An analysis published by the Central Bank said that additional expenditure or tax cut above existing plans would “aggravate overheating pressures and result in a less favourable budgetary position than currently projected by the middle of the decade”.
“Indeed, even under current plans where net spending is forecast to grow at 5%, there is a risk of overheating pressures emerging, given, in particular, the conditions in the labour market,” the analysis stated.
It also said that if “pronounced overheating emerges”, the Government will need to adopt a “tighter fiscal stance” than currently planned and allow net spending to grow by less than 5% per year.
In its second quarterly bulletin this year, the Central Bank said inflation dynamics in 2023 are primarily being driven by the second-round effects of the energy and other commodity price shocks seen throughout 2022 and early 2023.
Headline inflation is expected to continue to decline and run at an average 5.3% for the year.

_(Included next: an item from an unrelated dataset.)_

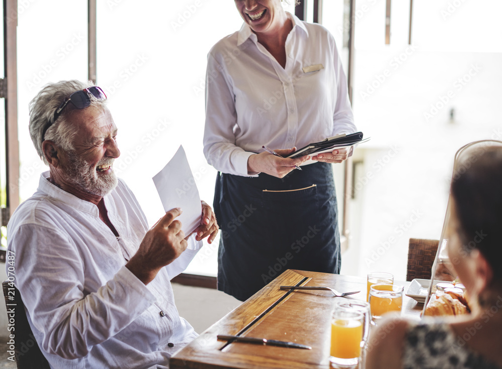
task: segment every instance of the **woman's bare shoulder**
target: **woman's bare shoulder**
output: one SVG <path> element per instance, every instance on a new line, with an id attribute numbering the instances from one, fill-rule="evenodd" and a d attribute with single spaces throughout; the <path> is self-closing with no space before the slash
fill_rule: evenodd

However, core inflation — which removes energy and food costs — is picking up and is not expected to peak until later this year. It is expected to run at an average of 4.9% this year before dropping to 3.4% next year.
Next year and in 2025, the Central Bank expects the primary factor driving inflation to be the strength of the domestic economy and capacity constraints.
The bulletin said that gradual increases in household income, due to increasing wages as a result of the tight labour market as well as a reduction in the amount people save, are going to help grow the economy this year.
Continued investment in the State in plant and machinery by high-growth sectors is also expected to support growth in modified investment.
Modified domestic demand, which excludes the impact of multinationals on domestic activity, is forecasted to grow by 3.7% this year — up from previous estimates of 3.1%.